Nathaniel Woods Execution: Supreme Court Orders Temporary Stay in Alabama


Nathaniel Woods Execution: Supreme Court Orders Temporary Stay in Alabama

Judges in Alabama used the option to override a jury more than 100 times over four decades, a report by the Equal Justice Initiative found. In a vast majority of instances, judges overruled in favor of the harsher sentence. At one point, some 20 percent of death row inmates were condemned in cases involving a judicial override.

In the trial of Kerry Spencer, the man who prosecutors said plotted with Mr. Woods and fired at the officers, the judge overruled a jury’s decision to impose a sentence of life in prison without parole and instead sentenced him to death. Mr. Spencer remains on death row. (In a recent interview with The Appeal, a nonprofit news organization that covers the criminal justice system, Mr. Spencer called Mr. Woods “actually 100 percent innocent.”)

The death penalty has been on the decline in the United States, with seven states carrying out 22 executions last year, the second-lowest number since 1991. Last year, New Hampshire became the 21st state to abandon capital punishment.

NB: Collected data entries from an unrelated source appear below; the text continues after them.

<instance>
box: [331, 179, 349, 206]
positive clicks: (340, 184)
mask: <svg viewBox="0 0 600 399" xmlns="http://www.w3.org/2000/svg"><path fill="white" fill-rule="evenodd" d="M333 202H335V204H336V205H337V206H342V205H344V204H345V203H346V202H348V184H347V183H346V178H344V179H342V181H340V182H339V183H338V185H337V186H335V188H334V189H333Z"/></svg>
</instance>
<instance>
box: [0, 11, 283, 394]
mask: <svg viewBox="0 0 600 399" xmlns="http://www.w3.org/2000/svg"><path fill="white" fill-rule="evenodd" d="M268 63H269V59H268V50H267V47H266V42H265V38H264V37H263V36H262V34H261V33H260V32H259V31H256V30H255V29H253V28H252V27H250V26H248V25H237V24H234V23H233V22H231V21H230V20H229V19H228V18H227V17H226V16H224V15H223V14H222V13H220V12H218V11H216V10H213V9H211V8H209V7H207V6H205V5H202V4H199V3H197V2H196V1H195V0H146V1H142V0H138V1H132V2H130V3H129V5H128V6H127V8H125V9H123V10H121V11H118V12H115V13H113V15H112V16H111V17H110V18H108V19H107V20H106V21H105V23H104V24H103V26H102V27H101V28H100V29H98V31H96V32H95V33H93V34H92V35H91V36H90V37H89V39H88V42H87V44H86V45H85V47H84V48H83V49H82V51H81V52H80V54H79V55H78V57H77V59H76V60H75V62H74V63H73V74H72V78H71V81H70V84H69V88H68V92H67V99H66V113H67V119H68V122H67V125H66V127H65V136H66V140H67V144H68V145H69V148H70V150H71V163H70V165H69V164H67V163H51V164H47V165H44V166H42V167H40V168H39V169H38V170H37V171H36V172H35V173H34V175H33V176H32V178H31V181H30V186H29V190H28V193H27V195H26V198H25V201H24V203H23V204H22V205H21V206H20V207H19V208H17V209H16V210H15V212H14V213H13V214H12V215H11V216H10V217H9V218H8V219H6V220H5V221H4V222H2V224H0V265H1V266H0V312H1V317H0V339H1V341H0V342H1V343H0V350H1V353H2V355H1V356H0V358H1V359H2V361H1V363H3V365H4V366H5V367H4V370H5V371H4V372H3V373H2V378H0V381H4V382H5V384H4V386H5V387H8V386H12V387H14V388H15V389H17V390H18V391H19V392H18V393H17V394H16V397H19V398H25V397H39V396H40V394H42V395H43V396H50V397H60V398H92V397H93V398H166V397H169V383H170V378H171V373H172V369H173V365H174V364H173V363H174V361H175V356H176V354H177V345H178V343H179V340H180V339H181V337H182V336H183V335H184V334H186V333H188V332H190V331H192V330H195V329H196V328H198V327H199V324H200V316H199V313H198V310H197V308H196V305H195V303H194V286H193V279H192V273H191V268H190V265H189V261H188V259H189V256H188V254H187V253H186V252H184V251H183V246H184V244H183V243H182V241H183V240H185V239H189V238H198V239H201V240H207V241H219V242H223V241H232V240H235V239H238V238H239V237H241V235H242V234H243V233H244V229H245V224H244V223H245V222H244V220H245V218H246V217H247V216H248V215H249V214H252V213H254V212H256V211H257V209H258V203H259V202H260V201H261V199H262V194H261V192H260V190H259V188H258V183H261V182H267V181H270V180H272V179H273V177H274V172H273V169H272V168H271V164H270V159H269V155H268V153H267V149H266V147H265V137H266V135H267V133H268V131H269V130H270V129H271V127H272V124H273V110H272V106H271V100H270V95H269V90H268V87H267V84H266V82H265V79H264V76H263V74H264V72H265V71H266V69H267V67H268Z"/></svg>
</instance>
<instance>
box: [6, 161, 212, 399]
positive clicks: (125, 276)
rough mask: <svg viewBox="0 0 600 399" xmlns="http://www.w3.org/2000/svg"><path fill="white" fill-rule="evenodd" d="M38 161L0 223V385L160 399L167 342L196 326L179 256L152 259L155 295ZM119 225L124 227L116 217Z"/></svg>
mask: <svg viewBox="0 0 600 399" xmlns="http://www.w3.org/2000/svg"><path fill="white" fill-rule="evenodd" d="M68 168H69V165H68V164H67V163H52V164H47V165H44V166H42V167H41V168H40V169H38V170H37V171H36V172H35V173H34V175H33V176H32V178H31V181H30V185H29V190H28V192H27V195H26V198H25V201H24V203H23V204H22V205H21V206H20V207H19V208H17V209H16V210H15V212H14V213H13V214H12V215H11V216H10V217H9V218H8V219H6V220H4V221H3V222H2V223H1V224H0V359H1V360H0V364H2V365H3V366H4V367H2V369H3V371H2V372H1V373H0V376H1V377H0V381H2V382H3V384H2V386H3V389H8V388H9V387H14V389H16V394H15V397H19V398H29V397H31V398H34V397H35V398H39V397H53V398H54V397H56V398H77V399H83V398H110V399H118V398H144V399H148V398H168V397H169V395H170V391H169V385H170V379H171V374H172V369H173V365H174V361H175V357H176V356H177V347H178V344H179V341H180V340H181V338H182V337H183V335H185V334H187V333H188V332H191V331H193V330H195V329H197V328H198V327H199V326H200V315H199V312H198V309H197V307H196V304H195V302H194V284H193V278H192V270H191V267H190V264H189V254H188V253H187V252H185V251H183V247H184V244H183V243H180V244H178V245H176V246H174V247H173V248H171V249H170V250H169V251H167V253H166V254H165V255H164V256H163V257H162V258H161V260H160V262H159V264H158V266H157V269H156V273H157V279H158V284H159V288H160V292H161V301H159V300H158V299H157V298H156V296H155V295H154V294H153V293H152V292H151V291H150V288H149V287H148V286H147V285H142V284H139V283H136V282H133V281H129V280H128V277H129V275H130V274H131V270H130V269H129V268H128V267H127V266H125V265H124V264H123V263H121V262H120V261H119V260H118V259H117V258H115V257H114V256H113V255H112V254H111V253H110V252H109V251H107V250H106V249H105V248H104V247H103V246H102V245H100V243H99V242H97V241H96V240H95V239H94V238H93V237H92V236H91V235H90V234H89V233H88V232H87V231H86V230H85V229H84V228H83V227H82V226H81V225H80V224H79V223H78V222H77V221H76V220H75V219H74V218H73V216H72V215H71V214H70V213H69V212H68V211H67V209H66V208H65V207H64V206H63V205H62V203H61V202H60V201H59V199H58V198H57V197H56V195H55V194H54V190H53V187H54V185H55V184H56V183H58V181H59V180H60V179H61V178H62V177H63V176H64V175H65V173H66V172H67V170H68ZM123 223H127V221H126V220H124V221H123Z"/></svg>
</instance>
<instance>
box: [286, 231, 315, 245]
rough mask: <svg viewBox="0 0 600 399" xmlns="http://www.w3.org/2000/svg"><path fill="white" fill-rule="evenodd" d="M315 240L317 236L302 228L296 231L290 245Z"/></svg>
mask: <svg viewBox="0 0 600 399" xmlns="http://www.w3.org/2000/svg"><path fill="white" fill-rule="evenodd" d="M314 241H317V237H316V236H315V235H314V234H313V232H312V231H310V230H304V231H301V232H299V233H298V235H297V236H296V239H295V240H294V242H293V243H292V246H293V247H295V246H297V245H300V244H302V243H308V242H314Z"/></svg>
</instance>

Ms. Ivey, Alabama’s Republican governor who has been in office since 2017, has expressed a measure of discomfort over her role in capital cases and has avoided intervening in executions. “This is not a decision that I take lightly,” Ms. Ivey said on Thursday, “but I firmly believe in the rule of law and that justice must be served.”

The efforts to spare Mr. Woods received a surge of momentum as his execution approached. Martin Luther King III, the human rights activist and son of the Rev. Dr. Martin Luther King Jr., wrote a letter to Ms. Ivey, asking her, “Are you willing to allow a potentially innocent man to be executed?”

Ms. Faraino, a onetime corporate lawyer, had stumbled across a mention of Mr. Woods’s execution in an email newsletter and it drew her interest.

She and her mother pored over thousands of pages of records from Mr. Woods’s case. Ms. Faraino then wrote a lengthy report that she shared widely, detailing the shortcomings she found with the official handling of the case and with his lawyers, all of which, she argued, posed lethal consequences to Mr. Woods.